C = [A + B]/2 + randn(n,1)/100;
corr([A,B,C])
ans =
1 0.55443 0.80119
0.55443 1 0.94168
0.80119 0.94168 1
Clearly C is the bad guy here. But if one were to simply look at the pair [A,C] and remove A from the analysis, then do the same with the pair [B,C] and then remove B, we would have made the wrong choices. And this was a trivially constructed example.
In fact, it is true that the eigenvalues of the correlation matrix might be of interest.
[V,D] = eig(corr([A,B,C]))
V =
-0.53056 -0.78854 -0.311
-0.57245 0.60391 -0.55462
-0.62515 0.11622 0.7718
D =
2.5422 0 0
0 0.45729 0
0 0 0.00046204
The fact that D has two significant diagonal elements, and a tiny one tells us that really, this is a two variable problem. What PCA will not easily tell us is which vector to simply remove though, and the problem would only be less clear with more variables, with many interactions between all of them.
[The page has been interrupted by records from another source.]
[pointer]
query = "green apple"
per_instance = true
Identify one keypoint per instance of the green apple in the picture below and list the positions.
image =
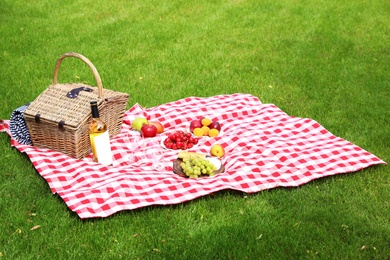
(138, 123)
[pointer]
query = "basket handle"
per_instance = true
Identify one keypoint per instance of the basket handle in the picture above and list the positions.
(87, 61)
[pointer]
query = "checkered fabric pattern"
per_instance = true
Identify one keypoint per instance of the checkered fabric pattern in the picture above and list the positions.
(265, 148)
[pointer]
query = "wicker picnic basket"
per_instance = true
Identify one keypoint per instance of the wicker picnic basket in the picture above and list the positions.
(59, 117)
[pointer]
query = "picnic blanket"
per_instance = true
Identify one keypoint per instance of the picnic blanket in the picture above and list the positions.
(265, 148)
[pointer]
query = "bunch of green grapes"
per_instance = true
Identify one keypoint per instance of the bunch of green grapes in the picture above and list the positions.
(194, 167)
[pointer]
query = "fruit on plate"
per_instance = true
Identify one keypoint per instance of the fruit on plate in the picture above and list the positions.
(217, 150)
(180, 140)
(185, 154)
(195, 124)
(194, 167)
(148, 130)
(138, 123)
(206, 130)
(205, 124)
(205, 121)
(158, 125)
(215, 125)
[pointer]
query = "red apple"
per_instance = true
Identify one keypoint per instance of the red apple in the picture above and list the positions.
(148, 130)
(158, 125)
(195, 124)
(215, 125)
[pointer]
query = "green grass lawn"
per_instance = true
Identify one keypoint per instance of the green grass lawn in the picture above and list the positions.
(325, 60)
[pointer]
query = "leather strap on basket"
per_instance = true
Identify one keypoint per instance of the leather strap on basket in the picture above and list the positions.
(88, 62)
I think the answer of woodchips is quite good. But when you're using eigenvalues, you can run into some trouble. If the dataset is large enough, there will always be some small eigenvalues, but you won't be sure what they tell you.
Instead, consider grouping your data by a simple clustering method. It's easy to implement in Matlab.
http://www.mathworks.de/de/help/stats/cluster-analysis-1-1.html
edit:
If you disregard the points that woodchips made, you're solution is okay, as an algorithm.